One of the things I hate the most is when people write letters to things that can’t read. For example: “DEAR SEMESTER, PLS BE OVER SOON? I’M SUPER STRESSED. KTHANKS. LOVE, LPW LOLLOL” See what I mean? Firstly, semester doesn’t have a facebook so there’s no reason to address it (him? her?) in your status update. Secondly, semester isn’t a person. It doesn’t have a brain or a body…it’s not even…something you can talk to. It’s totally useless to write it a letter. A better way to suggest that the semester be over sooner is to update your facebook status with the following: “I wish the semester were over sooner! I’m super stressed!” Although that would probably get on my nerves too. Anyway, none of this is the point. While I hate hate hate this, I’m about to do it..
Here’s to the man at Old Navy yesterday:
You probably thought I wasn’t going to notice the fact that you trashed the entire men’s section. I did. As I went back through it to clean up, I noticed every single XXL large shirt pulled out of it’s stack, unfolded, and then thrown back into the wall with little care.
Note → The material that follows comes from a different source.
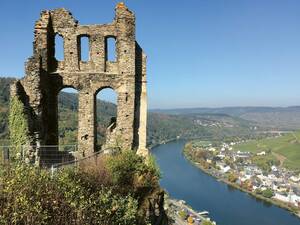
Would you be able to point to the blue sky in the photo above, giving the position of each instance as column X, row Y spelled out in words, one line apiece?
column 201, row 53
I know it was you. I know it was you because I heard you complain about how “Old Navy 2X clothing ain’t even big enough for me. Baby, we’re too fat for this store!” Yeah, I heard you call your wife fat. It wasn’t very nice. Also, can I just remind you that if one XXL t-shirt at Old Navy doesn’t fit you, it’s likely that none of them will. I’d like to use this letter to remind you that, yes, I work here and you’re the customer and I’m supposed to clean up after you, but be kind and don’t just throw anything anywhere. Put things back where they belong. Make an attempt to fold something that you unfolded! It only takes a second, and it makes me hate you less.
P.S. Thanks for signing up for an Old Navy Card though. Now I have five for the month of February!